Facebook kecewa terhadap pengumuman itu karena mereka merasa sudah berusaha mencapai kesepakatan bersama. Selain itu, juga sudah ada investasi untuk mendukung perusahaan media yang berjuang tetap hidup. Pernyataan senada dikatakan Google, yang menilai tingginya minat penggunaan Google semata karena relevansi dengan pengguna.
Sikap Australia, yang menjadikan nilai kompensasi, salah satunya berbasis pada biaya konten jurnalistik, menjadi pemikiran di berbagai belahan dunia termasuk Indonesia.
Liputan jurnalistik berkualitas sepatutnya tak cuma dilihat dari hasil akhir, saat dimuat di media cetak, tersiar di televisi, atau dipublikasikan di media daring.

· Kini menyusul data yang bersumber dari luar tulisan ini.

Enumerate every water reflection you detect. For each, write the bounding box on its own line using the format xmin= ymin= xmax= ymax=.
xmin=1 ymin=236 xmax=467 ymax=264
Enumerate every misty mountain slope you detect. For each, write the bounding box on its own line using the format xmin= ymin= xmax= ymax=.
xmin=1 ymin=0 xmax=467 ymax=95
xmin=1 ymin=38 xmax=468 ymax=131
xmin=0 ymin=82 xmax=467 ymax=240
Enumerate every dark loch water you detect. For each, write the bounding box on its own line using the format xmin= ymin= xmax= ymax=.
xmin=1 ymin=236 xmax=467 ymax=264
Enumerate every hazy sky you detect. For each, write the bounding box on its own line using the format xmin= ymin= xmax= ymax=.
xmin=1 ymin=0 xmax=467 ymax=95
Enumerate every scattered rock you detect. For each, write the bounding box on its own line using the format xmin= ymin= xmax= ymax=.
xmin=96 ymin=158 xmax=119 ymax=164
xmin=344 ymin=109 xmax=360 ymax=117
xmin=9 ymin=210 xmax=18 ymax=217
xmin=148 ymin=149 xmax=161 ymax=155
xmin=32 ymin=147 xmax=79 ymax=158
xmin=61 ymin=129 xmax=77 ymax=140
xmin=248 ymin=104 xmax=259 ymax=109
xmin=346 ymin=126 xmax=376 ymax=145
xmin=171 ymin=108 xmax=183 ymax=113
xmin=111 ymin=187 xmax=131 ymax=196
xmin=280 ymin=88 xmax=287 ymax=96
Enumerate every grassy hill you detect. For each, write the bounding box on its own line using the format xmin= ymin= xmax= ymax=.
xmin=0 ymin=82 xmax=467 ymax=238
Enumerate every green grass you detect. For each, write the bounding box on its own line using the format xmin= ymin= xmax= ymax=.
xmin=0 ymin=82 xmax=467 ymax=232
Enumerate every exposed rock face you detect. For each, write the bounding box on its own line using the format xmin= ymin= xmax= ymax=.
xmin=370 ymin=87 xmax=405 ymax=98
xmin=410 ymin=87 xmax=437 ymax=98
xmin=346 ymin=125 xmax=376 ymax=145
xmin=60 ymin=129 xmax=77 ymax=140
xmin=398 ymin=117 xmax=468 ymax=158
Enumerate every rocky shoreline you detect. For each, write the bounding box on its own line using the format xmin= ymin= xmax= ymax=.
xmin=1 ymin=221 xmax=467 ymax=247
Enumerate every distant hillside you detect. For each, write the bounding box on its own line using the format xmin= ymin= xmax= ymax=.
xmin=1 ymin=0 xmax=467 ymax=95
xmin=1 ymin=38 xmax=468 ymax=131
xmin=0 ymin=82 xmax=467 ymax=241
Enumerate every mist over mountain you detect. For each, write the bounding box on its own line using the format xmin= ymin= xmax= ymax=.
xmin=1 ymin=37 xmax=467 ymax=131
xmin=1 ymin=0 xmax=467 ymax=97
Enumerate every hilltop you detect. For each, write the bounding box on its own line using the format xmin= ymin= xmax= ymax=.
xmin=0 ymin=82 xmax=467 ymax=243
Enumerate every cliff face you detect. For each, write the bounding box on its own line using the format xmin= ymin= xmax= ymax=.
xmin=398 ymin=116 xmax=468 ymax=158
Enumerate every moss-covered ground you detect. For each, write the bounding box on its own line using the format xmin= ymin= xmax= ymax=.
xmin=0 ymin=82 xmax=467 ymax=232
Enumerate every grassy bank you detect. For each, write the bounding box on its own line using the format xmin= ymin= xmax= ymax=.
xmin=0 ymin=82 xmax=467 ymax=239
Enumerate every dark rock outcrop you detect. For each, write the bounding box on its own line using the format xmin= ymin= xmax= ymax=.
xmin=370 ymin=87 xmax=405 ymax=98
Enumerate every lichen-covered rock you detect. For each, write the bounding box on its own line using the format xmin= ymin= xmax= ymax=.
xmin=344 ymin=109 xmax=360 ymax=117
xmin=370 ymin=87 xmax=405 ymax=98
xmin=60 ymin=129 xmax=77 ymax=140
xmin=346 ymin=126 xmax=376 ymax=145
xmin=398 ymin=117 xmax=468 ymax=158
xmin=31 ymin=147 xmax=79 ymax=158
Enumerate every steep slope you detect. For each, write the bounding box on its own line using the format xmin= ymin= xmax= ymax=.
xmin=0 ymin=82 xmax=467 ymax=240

Proses pembuatan konten berawal dari ide-ide kreatif di tim redaksi, yang kemudian didiskusikan. Dari diskusi-diskusi itulah lantas muncul strategi peliputan dan strategi pemberitaan.
Proses peliputan tergolong berbiaya mahal. Keharusan media menghadirkan berita akurat, mewajibkan jurnalis datang ke lokasi kejadian, sehingga perlu biaya perjalanan, termasuk hadir di area terpencil. Di samping itu, ada kebutuhan untuk menggaji wartawan dengan upah yang layak.
Perusahaan-perusahaan media di sebuah negara juga punya catatan sejarah panjang sebagai the fourth estate (kekuatan keempat), selain Trias Politika (eksekutif, legislatif, yudikatif). Saat era merebut kemerdekaan, pers menggelorakan semangat perjuangan. Di masa pembangunan, pers menjadi jembatan informasi pemerintah-masyarakat, juga kerap menyuarakan aspirasi rakyat, atau menjalankan fungsi kontrol sosial terhadap pemerintah.
Amat disayangkan jika perusahaan media yang berperan strategis harus terpinggirkan. Selayaknya ada solusi yang menguntungkan semua pihak agar polemik ini tertuntaskan. Media-media nasional di banyak negara tetap menjadi aset bangsa, berjalan beriringan dengan platform digital.